On 2019/4/13 7:40, Mike Kravetz wrote:
This specific part of the patch made me think,
@@ -497,12 +497,15 @@ static void remove_inode_hugepages(struct inode *inode, loff_t lstart,
static void hugetlbfs_evict_inode(struct inode *inode)
{
struct resv_map *resv_map;
+ struct hugetlbfs_inode_info *info = HUGETLBFS_I(inode);
remove_inode_hugepages(inode, 0, LLONG_MAX);
- resv_map = (struct resv_map *)inode->i_mapping->private_data;
+ resv_map = info->resv_map;
/* root inode doesn't have the resv_map, so we should check it */
- if (resv_map)
+ if (resv_map) {
resv_map_release(&resv_map->refs);
+ info->resv_map = NULL;
+ }
clear_inode(inode);
}
If inode->i_mapping may not be associated with the hugetlbfs inode, then
remove_inode_hugepages() will also have problems.

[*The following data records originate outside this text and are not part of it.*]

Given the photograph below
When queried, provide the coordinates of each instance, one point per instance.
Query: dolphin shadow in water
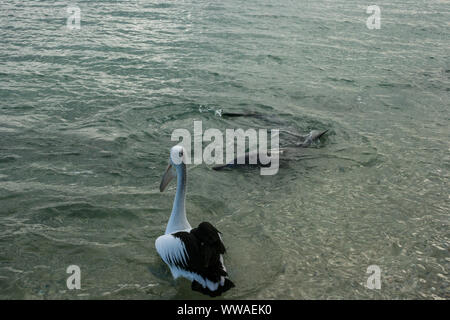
(304, 142)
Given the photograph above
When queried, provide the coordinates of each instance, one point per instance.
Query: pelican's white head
(176, 155)
(176, 159)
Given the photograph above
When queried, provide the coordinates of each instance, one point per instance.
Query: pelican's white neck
(178, 220)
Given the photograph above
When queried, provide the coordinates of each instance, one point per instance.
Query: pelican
(193, 253)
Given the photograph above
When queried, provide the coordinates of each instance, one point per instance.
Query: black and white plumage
(193, 253)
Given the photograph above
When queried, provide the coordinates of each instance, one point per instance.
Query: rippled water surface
(86, 118)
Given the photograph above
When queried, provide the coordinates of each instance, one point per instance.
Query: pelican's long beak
(169, 174)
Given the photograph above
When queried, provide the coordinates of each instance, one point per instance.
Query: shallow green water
(85, 123)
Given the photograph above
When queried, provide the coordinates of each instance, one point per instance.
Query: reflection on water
(85, 124)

It will want to operate
on the address space associated with the inode. So, there are more issues
than just the resv_map. When I looked at the first few lines of
remove_inode_hugepages(), I was surprised to see:
struct address_space *mapping = &inode->i_data;
Good catch!
So remove_inode_hugepages is explicitly using the original address space
that is embedded in the inode. As a result, it is not impacted by changes
to inode->i_mapping. Using git history I was unable to determine why
remove_inode_hugepages is the only place in hugetlbfs code doing this.
With this in mind, a simple change like the following will fix the original
leak issue as well as the potential issues mentioned in this patch.

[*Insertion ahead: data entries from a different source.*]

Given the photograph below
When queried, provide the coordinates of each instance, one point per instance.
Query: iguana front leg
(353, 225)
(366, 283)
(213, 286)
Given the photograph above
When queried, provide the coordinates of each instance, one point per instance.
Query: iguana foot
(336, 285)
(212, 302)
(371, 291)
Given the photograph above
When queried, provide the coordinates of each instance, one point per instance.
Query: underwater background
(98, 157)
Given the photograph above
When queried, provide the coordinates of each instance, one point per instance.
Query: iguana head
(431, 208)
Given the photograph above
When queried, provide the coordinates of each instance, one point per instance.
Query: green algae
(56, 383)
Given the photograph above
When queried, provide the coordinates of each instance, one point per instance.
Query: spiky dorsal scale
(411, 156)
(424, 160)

diff --git a/fs/hugetlbfs/inode.c b/fs/hugetlbfs/inode.c
index 53ea3cef526e..9f0719bad46f 100644
--- a/fs/hugetlbfs/inode.c
+++ b/fs/hugetlbfs/inode.c
@@ -511,6 +511,11 @@ static void hugetlbfs_evict_inode(struct inode *inode)
{
struct resv_map *resv_map;
+ /*
+ * Make sure we are operating on original hugetlbfs address space.
+ */
+ inode->i_mapping = &inode->i_data;
+
remove_inode_hugepages(inode, 0, LLONG_MAX);
resv_map = (struct resv_map *)inode->i_mapping->private_data;
/* root inode doesn't have the resv_map, so we should check it */
I don't know why hugetlbfs code would ever want to operate on any address
space but the one embedded within the inode. However, my uderstanding of
the vfs layer is somewhat limited. I'm wondering if the hugetlbfs code
(helper routines mostly) should perhaps use &inode->i_data instead of
inode->i_mapping. Does it ever make sense for hugetlbfs code to operate
on inode->i_mapping if inode->i_mapping != &inode->i_data ?
I also feel very confused.
Yufen
thanks.